Stat 585 - Databases and R

class: center, middle, inverse, title-slide

.title[
# Stat 585 - Databases and R
]
.author[
### Heike Hofmann and Susan Vanderplas
]

---

## Outline

- a bit about databases

- linking R to a (local) data base

- investigate the FARS data

Resources:

- RStudio's [approach to databases](https://db.rstudio.com/)

- `vignette("two-table", package="dplyr")` (for joining tables - material that was covered in Stat 579)

---

## Why databases?

What is a database?

- A collection of data

- A set of rules to manipulate data

Why are databases important?

- Efficient manipulation of large data sets

- Convenient processing of data

- Integration of multiple sources of data

- Access to a shared resource

---

## Relational Databases

- Database is collection of tables and links (normal form)

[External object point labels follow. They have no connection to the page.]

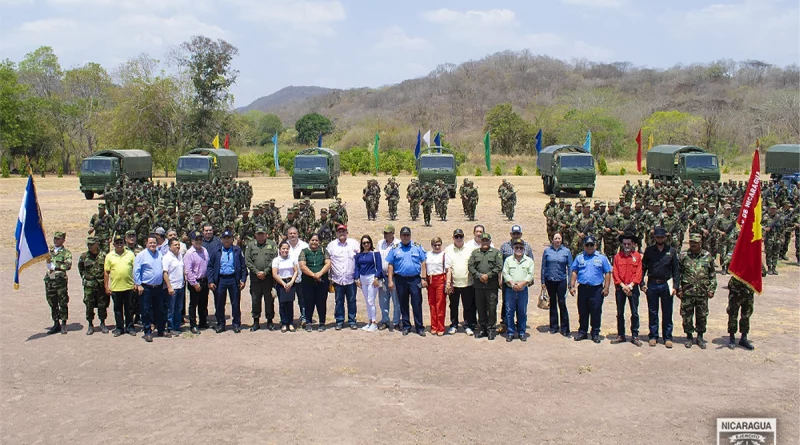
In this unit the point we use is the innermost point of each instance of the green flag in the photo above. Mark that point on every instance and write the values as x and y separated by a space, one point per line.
487 144
375 150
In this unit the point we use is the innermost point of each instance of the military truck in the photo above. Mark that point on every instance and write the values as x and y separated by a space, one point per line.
682 161
316 170
105 167
438 163
566 168
206 164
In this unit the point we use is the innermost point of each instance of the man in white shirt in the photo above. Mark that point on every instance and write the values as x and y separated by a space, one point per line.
343 251
460 287
296 245
386 295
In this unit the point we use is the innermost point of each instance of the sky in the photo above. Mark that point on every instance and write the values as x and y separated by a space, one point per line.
371 43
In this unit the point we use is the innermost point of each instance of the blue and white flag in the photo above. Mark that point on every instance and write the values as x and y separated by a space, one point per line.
275 151
31 244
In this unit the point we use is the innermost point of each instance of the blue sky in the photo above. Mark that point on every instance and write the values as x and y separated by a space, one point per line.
353 43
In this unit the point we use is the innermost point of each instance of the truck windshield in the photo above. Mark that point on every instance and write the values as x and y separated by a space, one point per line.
577 161
701 161
96 165
437 162
310 163
190 163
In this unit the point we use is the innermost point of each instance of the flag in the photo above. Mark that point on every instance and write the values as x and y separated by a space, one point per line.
539 141
746 260
419 144
587 144
31 245
375 150
639 151
275 151
487 146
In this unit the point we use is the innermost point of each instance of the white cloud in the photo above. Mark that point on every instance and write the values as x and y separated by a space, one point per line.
394 37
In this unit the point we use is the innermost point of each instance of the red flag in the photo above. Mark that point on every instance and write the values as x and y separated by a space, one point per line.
639 151
746 260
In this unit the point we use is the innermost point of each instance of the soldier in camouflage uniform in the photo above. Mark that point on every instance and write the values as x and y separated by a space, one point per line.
90 267
101 225
56 283
698 284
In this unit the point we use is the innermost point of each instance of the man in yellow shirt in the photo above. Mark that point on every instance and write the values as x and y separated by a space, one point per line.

- SQL (Structured Query Language) for querying

- DBMS (Database Management System) and managing data

---

## Structured Query Language (SQL)

- Structured Query Language (1970, E Codds)

- Programming language used for accessing data in a database

-  ANSI standard since 1986, ISO standard since 1987

- Still some portability issues between software systems!

- We'll mainly focus on SQL queries to access data

---

## Syntax

-  SQL is not case sensitive.

- Some systems require a semi-colon `;` at the end of each line.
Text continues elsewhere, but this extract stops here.